War in Ukraine: lessons learned in countering information manipulation

In the framework of its partnership with Aspen UK, the EU Delegation to the United Kingdom organised a two-panel conference on countering the Kremlin’s disinformation and information manipulation in the war in Ukraine. Experts from the European External Action Service (EEAS), the Foreign Commonwealth and Development Office (FCDO) and practitioners from Ukraine gave an overview of the Putin’s government practices and had a through exchange on the lessons each of them has learned from countering them over time. The discussion then moved on to the EU’s Code of Practice on disinformation and the role and responsibilities of online platforms.

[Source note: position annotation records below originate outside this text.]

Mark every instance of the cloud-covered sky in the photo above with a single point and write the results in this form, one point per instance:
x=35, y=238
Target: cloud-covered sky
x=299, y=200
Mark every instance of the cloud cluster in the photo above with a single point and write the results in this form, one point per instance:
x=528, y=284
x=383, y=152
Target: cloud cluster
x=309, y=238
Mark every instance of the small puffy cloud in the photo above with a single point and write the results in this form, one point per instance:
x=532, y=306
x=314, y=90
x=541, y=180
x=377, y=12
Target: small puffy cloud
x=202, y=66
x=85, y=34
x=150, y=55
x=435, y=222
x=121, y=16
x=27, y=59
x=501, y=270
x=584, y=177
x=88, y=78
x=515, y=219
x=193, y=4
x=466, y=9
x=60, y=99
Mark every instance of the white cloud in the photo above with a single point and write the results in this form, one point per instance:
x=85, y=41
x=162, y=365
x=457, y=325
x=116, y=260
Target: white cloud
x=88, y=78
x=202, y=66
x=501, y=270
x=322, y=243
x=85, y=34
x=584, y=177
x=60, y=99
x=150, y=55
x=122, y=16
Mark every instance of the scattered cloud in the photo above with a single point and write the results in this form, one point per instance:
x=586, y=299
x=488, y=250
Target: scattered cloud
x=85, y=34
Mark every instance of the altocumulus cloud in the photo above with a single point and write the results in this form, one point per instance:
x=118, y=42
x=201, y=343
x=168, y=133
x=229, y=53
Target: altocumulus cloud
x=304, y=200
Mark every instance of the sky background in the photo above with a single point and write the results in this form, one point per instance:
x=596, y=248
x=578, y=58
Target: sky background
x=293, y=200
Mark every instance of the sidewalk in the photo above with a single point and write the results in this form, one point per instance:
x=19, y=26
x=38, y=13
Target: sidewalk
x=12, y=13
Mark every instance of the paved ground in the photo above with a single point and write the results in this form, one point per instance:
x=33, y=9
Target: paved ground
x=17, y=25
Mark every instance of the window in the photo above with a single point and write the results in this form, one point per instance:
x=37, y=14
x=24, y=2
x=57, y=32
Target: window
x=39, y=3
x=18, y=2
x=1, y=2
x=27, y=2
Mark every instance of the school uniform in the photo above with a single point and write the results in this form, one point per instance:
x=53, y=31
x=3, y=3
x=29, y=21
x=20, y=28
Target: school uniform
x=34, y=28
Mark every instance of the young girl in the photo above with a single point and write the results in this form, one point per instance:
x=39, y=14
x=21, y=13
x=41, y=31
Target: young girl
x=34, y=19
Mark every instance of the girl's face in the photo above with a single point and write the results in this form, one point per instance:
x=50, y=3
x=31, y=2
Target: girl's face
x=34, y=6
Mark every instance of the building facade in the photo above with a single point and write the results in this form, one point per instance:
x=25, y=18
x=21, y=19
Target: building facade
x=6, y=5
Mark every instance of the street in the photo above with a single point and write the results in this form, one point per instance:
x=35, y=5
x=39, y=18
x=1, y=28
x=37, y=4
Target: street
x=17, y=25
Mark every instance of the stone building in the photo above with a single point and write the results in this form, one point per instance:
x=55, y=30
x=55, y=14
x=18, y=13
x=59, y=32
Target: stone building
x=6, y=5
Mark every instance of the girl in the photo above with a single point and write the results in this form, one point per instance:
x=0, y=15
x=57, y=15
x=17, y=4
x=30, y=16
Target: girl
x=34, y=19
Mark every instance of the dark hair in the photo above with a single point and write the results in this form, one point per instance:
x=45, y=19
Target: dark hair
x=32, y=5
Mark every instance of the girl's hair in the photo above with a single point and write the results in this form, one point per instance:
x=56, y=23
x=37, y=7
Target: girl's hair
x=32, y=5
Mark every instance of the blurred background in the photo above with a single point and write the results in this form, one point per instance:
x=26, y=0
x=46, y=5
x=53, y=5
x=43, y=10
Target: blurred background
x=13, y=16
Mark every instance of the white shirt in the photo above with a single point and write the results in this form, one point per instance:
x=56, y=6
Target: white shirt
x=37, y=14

Our first panel focused on the essence of state-sponsored practices in disinformation and information manipulation. The general conclusion was they go much further than false narratives, targeting people’s fears and behaviour and often using a grain of truth to undermine fundamental democratic values. Lutz Güllner, Head of Division for Strategic Communications and information analysis in the EEAS emphasized that disinformation is not a purely communication issue – rather a very systematic and intentional activity of a foreign state trying to interfere in our democracies, using a wide array of tactics, techniques and procedures to advance its goals. Andy Pryce, the FCDO’s Head of Counter Disinformation, reminded that both the EU and the UK pioneered initiatives in this filed. He went further to opine that now Europe has grown more resilient to disinformation but other parts in the world with less experience are more vulnerable.

Societal resilience was the key thesis of Nataliya Popovych, Founder of One Philosophy & WeAreUkraine.info. She explained that her country has been better prepared in the current war because of work undertaken over the last eight years. She said: “A variety of civil society actors and new state institutions, such as the Ukrainian culture fund, have emerged on the scene following the annexation of Crimea. All these different actors are now working together for a common goal”.

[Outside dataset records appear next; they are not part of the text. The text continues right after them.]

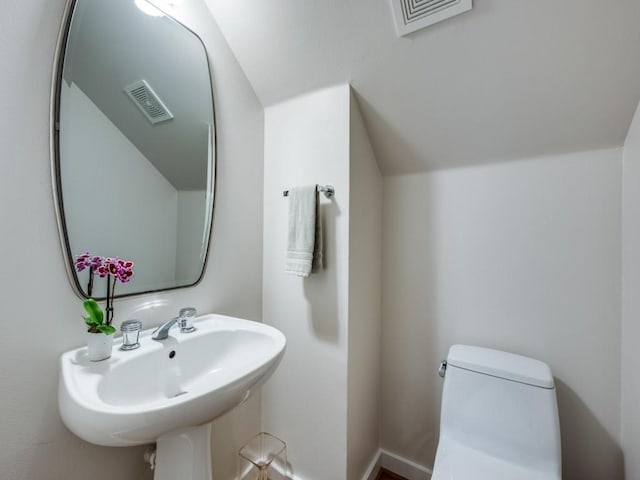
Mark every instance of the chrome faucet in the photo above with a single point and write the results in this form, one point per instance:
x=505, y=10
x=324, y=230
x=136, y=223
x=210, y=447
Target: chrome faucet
x=184, y=320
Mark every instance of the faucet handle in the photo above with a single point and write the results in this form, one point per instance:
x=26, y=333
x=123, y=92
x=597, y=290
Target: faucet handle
x=130, y=331
x=185, y=319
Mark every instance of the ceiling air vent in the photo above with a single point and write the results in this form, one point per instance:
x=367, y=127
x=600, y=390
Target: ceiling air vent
x=412, y=15
x=148, y=102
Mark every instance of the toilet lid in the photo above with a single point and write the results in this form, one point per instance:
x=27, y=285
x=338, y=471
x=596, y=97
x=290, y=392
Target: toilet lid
x=457, y=462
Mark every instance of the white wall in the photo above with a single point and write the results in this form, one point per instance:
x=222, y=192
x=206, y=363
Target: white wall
x=523, y=257
x=36, y=297
x=95, y=156
x=304, y=403
x=630, y=300
x=365, y=259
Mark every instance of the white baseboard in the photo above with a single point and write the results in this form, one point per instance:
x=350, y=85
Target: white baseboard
x=374, y=466
x=397, y=464
x=394, y=463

Our second session explored how platforms and other non-governmental stakeholders can address Kremlin-led disinformation on social media. In it Krisztina Stump, Head of Media Convergence and Social Media Unit, in the European Commission’s Directorate General CNECT, presented the EU’s Code of Practice on Disinformation. Although the Code is a voluntary mechanism, Ms Stump reminded that it has a robust set of measures to incentivise them and a practical toolbox to help. She also stressed the importance of smaller companies now joining the code, alongside the big players in this field. One key concept of the Code is to ensure that purveyors of disinformation do not benefit from advertising revenues. Talking about the EU’s efforts to regulate tech companies to limit disinformation, the founder of the Centre for the Analysis of Social Media at DEMOS Carl Miller noted: “There is a trade-off for companies between growth and revenue. The former has been in the ascendency for a long time. The overwhelming evidence is that, in order to have healthy democratic societies, these platforms cannot be governed solely by growth”.

One practical example of the EU’s response to disinformation and information manipulation is the work of its East Stratcom Task Force, created in 2015, and the EUvsDisinfo website. In an exchange with students at City University, the Head of this task force Martyna Bildziukiewicz explained what her team has observed over the course of the period since it was established. Her first conclusion was that Ukraine has been a main target and testing ground for disinformation and information manipulation tactics for years. She went on to explain that although most narratives are recycled and predictable, the behaviour evolves constantly. Ms Bildziukiewicz warned that Russia is throwing at Ukraine and at Western democracies an entire ecosystem of disinformation – from official statements to state funded global messaging via traditional media, to the cultivation of proxy sources and the weaponisation of social media.